Key Takeaways from the Book

1. Mastering Trends: Going with the Flow is the Way to Success

One of the biggest advantages of contract trading is the ability to go long or short, flexibly responding to market fluctuations. However, before that, you must learn to judge market trends. How to accurately assess changes in trends? Technical analysis is your best weapon. Common indicators such as candlestick charts, MACD, and RSI can help you capture market movement signals.

• Long Strategy: If the market is in an upward trend, you should boldly go long.

• Short Strategy: If the market is in a downward trend, you can choose to short and profit from the market's decline.

The key is not to blindly follow the trend, but to use technical analysis and market data to make rational decisions.

2. Risk Management: Set Stop Loss and Take Profit to Avoid Emotional Trading

The biggest risk in contract trading comes from leverage; a moment of inattention can lead to liquidation risk. To avoid this situation, you must learn strict stop loss and take profit strategies. Whether bullish or bearish, you should set stop loss and take profit points before entering the market.

• Stop Loss: If the market trend does not meet your expectations, stop loss can help you control losses and avoid significant declines.

• Take Profit: With extreme market fluctuations, take profit can help you lock in profits before the market reverses.

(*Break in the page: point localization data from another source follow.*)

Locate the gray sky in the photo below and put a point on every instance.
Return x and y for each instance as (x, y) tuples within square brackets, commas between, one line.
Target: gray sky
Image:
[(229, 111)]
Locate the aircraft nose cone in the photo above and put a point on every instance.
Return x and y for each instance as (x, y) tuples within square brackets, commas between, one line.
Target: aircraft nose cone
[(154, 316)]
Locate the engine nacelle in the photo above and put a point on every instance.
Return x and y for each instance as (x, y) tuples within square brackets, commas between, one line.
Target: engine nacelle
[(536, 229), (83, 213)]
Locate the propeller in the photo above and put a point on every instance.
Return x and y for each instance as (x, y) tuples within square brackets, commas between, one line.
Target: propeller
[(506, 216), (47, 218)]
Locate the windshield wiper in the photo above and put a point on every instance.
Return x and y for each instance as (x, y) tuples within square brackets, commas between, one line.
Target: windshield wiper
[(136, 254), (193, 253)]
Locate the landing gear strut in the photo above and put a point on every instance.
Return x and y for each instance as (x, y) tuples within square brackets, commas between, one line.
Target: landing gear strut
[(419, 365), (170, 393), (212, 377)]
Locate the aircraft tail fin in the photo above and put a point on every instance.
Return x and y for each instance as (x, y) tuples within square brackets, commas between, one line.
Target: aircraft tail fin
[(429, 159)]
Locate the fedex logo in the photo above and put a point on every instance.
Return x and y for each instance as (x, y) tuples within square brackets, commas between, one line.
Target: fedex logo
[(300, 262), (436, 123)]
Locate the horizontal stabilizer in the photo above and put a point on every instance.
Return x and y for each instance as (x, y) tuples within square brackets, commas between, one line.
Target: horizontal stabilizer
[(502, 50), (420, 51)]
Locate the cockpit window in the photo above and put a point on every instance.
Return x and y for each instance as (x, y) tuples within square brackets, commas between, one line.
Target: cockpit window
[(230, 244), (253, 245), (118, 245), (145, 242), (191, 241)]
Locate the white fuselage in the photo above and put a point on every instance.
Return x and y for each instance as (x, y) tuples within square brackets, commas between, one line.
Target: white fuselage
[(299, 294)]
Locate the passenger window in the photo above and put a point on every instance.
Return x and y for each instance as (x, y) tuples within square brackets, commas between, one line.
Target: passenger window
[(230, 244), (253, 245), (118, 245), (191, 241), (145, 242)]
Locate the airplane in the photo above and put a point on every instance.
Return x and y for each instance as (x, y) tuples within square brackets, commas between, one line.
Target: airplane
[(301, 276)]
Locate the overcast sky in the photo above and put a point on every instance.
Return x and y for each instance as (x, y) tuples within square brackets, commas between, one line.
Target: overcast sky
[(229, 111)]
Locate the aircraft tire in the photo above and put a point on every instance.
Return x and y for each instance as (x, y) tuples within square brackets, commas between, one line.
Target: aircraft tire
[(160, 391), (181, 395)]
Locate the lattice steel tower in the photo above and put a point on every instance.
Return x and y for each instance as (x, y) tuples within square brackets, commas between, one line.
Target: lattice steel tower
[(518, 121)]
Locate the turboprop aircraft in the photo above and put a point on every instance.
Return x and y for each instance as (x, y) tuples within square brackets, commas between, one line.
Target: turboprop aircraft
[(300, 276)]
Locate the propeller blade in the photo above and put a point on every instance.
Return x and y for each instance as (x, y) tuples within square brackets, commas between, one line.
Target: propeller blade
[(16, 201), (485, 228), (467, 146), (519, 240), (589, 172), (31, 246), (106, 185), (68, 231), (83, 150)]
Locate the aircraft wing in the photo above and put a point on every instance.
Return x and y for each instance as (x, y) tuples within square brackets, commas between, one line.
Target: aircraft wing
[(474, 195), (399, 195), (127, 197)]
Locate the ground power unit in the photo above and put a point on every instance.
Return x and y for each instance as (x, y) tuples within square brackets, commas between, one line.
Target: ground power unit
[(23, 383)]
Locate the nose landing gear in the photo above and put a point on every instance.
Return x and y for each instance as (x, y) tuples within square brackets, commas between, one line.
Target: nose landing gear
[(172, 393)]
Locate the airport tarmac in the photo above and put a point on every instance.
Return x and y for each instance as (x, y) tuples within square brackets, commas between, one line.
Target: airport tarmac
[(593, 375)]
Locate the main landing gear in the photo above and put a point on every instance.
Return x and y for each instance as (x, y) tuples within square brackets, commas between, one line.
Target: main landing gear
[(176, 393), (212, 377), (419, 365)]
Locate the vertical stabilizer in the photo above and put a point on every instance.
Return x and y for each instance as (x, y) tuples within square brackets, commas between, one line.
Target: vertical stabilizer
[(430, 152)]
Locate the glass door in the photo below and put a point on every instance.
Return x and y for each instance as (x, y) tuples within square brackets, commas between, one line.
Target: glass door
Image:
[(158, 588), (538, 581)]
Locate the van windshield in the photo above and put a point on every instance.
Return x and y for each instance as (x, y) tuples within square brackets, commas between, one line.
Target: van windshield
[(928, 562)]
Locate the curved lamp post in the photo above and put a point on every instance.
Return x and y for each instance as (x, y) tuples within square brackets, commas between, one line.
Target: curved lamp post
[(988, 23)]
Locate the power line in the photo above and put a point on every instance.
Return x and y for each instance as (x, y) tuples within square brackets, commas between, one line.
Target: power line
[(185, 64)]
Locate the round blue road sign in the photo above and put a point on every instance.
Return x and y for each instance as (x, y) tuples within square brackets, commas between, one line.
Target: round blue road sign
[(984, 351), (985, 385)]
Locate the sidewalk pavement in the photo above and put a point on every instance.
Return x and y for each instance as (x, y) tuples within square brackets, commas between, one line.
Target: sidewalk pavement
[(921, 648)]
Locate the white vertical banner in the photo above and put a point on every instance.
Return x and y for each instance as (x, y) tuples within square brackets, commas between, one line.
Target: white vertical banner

Risk control is the core of maintaining stable profits; you should never ignore this due to emotions or impulses.

3. Emotion Control: Stay Calm and Avoid Greed

The volatility in the cryptocurrency space is very intense, often causing traders to experience emotional fluctuations. How to stay calm in a fierce market is the key to your continued profitability. Avoid overtrading due to greed, and do not miss opportunities out of fear.

• Avoid Overtrading: Market opportunities are endless, but not every fluctuation is worth your participation.

• Create a Trading Plan: Plan your goals for each trade in advance and do not blindly follow market sentiment.

Remember, contract trading is not just a technical game, but also a psychological battle. Staying calm and following your own plan is the true key to long-term success.